WRKF's Ashley Westerman asked him how that's possible when they are expected to cost millions of dollars annually to run.

HOOD: Well, there's definitely a cost involved. I think everybody realizes that. You can't do this for free. Somebody's going to have to go through the establishment process and then you'll need workers there to make sure that it operates correctly. There's subsidies involved and all those things contribute to the overall cost. So the question is, given those costs, where are the savings? Quite frankly I think, you know, this is something that time is going to tell us just how much we can save by doing this and whether we can bend that cost curve we see now. We'll just have to see.

I personally think this will save money in long run once it's up and running and consumers will have a better grasp of what they're getting into when they purchase health insurance.

WESTERMAN: Does it makes a difference if Louisiana sets up their own exchange or if the federal government does it for them?

HOOD: Well obviously the state would have more authority and a better grasp of how this works to the extent that the state wants to customize its healthcare system in some way or do this or that particular thing. The exchange is a very important element in our healthcare system. So it is rather surprising that a conservative republican governor - and Gov. Jindal's not the only one there are many states doing this - are going to turn it over to the federal government. That just seems like a rather ironic thing that's going on here. Although I suspect that the federal government is going to come in and they're going to make every effort to work closely with our people at the Department of Health and Hospitals, the Department of Insurance and so on because, you know, they don't want any problems in setting it up.

WESTERMAN: Louisiana's insurance commissioner Jim Donelon supports the health care exchanges, because he thinks it will spur competition. But opponents of the exchanges say it will stifle competition. So which is it?

HOOD: Well, I agree with Donelon. I think it can't help but help with competition and, you know, if you're a person who needs insurance and you go to one of these exchanges and you can see lined up right in front of you just what the exact costs are going to be from one plan to the next and you need to pick the cheaper one and, you know, I think other plans are going to save to themselves, "Well, maybe we need to take another look at this. We're not getting as many people in here as we thought we would. What can we do about that?" So, from that standpoint I think there will be more competition.

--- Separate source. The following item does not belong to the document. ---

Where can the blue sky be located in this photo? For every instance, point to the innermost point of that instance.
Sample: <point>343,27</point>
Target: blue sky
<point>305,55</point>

WESTERMAN: So why is Gov. Jindal refusing to set up an exchange?

HOOD: I guess most of us thought that it was a political decision. The election is not over and I think the Republican governors around the country just might soften up a little bit on these kinds of decisions. But never the less, this whole thing is designed to make insurance coverage more affordable, and more accessible, and higher quality and less cost. It's a very difficult equation to, you know, to comprehend. As I said, I think time will tell that this was a good step for us to take as a nation and as a state.